A longitudinal examination of coach and peer motivational climates in youth sport: implications for moral attitudes, well-being, and behavioral investment
journal contributionposted on 29.07.2014 by Nikos Ntoumanis, Ian Taylor, Cecilie Thogersen-Ntoumani
Any type of content formally published in an academic journal, usually following a peer-review process.

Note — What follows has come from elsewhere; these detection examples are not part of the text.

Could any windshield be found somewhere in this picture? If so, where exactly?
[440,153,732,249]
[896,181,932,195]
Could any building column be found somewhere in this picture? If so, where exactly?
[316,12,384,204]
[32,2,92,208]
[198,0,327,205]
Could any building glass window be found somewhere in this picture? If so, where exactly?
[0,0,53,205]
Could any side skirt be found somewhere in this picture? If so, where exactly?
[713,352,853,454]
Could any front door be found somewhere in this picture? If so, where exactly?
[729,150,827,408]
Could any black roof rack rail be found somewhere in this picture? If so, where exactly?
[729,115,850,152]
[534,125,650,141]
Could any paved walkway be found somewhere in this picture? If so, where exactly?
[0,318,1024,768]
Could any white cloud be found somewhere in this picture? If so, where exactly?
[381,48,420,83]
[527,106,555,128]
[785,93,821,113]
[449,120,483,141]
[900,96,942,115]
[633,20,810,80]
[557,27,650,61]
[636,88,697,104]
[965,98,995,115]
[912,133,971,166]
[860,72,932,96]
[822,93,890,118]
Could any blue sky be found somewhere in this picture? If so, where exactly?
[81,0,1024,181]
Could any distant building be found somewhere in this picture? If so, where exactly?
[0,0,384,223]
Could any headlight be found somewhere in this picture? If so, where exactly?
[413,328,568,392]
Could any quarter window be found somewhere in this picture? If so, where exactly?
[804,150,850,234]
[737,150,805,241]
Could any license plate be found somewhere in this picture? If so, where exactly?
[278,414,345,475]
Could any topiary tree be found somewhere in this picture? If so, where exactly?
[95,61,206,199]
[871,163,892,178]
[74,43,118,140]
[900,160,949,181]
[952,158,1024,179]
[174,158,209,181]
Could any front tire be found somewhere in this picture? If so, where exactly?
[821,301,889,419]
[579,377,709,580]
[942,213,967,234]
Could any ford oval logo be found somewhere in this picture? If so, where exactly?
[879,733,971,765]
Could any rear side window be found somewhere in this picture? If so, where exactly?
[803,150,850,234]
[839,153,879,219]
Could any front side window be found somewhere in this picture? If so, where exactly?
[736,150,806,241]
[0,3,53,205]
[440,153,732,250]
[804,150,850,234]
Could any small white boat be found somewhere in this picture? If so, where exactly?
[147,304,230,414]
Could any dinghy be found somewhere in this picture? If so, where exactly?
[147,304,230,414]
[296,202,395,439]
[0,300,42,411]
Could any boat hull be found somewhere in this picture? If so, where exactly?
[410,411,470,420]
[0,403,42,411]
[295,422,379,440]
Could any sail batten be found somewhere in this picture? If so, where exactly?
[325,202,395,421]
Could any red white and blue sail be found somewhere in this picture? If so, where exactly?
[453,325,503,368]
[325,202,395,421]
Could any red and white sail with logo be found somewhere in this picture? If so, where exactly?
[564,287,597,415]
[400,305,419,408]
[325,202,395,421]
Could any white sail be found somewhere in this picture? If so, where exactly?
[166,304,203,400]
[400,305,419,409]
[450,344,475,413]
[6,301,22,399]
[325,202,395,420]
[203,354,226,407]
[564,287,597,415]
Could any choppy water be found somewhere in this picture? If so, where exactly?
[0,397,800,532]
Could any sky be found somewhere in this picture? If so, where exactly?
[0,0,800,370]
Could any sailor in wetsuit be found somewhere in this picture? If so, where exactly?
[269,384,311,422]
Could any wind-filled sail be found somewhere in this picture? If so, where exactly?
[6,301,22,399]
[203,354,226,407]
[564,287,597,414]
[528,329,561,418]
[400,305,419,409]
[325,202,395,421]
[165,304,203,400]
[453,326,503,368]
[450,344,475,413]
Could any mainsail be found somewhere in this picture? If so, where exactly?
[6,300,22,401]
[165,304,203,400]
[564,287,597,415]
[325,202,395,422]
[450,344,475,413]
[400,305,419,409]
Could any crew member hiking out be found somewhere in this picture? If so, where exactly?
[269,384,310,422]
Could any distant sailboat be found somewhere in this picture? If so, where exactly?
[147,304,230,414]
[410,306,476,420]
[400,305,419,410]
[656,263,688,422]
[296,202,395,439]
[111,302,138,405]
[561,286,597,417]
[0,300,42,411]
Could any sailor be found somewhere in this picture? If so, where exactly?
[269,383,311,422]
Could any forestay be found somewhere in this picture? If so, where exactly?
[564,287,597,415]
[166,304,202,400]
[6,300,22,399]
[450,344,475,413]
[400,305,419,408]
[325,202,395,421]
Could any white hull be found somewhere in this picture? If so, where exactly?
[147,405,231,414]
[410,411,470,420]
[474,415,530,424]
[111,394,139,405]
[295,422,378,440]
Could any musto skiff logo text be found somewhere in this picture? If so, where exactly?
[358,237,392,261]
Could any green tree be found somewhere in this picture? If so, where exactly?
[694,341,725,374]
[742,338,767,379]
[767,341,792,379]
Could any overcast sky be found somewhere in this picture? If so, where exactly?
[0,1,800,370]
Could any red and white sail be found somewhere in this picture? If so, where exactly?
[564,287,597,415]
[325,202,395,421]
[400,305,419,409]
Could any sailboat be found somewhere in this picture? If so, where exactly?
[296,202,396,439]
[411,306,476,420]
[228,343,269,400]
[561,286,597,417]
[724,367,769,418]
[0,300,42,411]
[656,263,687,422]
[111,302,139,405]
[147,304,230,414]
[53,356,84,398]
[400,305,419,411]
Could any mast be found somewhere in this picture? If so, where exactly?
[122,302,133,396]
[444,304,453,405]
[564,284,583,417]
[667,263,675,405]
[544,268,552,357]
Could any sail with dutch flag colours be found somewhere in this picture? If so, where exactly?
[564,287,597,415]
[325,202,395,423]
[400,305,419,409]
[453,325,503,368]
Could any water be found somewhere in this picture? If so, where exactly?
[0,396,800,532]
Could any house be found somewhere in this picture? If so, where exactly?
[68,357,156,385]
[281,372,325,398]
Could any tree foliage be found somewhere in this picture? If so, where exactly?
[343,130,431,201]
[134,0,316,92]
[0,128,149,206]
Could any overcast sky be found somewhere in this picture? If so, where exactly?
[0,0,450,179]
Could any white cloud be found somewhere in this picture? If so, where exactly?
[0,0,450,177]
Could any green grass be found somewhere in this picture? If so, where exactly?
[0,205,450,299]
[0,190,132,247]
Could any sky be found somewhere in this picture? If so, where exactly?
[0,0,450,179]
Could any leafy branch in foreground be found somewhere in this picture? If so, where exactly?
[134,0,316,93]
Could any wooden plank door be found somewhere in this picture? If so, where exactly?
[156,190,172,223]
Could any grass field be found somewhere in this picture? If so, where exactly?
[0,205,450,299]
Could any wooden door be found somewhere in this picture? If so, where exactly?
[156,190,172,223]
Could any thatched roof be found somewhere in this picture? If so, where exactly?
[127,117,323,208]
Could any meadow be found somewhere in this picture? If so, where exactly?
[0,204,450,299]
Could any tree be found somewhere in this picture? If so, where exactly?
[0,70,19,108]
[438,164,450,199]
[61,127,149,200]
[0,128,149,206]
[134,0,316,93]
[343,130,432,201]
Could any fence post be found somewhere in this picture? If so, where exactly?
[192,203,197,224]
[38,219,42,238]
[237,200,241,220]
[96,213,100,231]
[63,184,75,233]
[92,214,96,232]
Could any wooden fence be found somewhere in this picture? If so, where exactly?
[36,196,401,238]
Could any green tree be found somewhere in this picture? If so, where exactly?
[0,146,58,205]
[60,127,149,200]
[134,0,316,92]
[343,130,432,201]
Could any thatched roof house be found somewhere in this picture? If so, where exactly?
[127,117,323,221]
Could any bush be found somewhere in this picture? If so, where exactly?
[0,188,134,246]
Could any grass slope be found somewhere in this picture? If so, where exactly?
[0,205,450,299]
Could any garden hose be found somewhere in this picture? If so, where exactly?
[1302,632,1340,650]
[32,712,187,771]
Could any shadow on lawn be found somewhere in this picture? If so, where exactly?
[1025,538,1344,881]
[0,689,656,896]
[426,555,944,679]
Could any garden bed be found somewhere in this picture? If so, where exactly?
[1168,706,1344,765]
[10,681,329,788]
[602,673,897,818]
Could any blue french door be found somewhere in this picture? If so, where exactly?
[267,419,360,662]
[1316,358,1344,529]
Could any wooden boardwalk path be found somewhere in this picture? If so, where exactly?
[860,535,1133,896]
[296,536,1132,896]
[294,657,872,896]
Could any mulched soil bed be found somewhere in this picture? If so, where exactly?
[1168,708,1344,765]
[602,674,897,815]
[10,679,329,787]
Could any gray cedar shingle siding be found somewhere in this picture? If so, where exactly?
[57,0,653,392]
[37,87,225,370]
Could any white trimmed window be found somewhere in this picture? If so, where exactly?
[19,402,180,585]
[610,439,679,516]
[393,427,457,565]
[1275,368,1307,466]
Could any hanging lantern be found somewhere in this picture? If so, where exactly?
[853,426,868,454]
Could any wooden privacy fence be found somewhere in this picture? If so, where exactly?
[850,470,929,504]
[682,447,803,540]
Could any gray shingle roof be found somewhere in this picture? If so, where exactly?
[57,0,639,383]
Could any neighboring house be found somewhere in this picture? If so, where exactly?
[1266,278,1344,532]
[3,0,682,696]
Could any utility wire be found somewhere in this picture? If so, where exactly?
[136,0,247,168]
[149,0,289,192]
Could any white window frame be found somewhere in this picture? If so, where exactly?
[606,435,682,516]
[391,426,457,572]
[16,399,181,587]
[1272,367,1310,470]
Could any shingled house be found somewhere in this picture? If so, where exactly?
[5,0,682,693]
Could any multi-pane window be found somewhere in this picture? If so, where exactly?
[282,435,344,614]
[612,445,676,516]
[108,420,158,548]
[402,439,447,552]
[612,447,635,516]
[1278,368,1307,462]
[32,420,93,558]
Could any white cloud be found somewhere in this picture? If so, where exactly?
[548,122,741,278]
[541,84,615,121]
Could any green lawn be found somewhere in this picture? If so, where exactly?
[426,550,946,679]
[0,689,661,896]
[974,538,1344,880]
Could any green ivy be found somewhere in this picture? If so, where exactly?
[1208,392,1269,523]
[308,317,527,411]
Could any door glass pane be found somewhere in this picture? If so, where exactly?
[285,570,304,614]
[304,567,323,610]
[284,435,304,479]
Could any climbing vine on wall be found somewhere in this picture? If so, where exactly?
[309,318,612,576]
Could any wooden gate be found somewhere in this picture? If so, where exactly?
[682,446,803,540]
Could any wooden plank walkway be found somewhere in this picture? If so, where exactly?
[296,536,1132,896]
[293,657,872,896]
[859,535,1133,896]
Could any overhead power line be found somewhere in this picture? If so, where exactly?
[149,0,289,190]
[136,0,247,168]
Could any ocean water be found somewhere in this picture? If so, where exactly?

Embedded in achievement goal theory (Ames, 1992; Meece, Anderman & Anderman, 2006), this study examined how perceptions of coach and peer motivational climate in youth sport predicted moral attitudes, emotional well-being, and indices of behavioral investment in a sample of British adolescents competing in regional leagues. Adopting a longitudinal perspective, measures were taken at the middle and the end of a sport season, as well as at the beginning of the following season. Multilevel modeling analyses showed that perceptions of task-involving peer and coach climates were predictive of more adaptive outcomes compared to perceptions of ego-involving peer and coach climates. Predictive effects differed as a function of time and outcome variable under investigation. The results indicate the importance of considering peer influence in addition to coach influence when examining motivational climate in youth sport.
This study was supported by a grant from the Nuffield Foundation (SGS/36273) awarded to [N. Ntoumanis and C. Thøgersen-Ntoumani].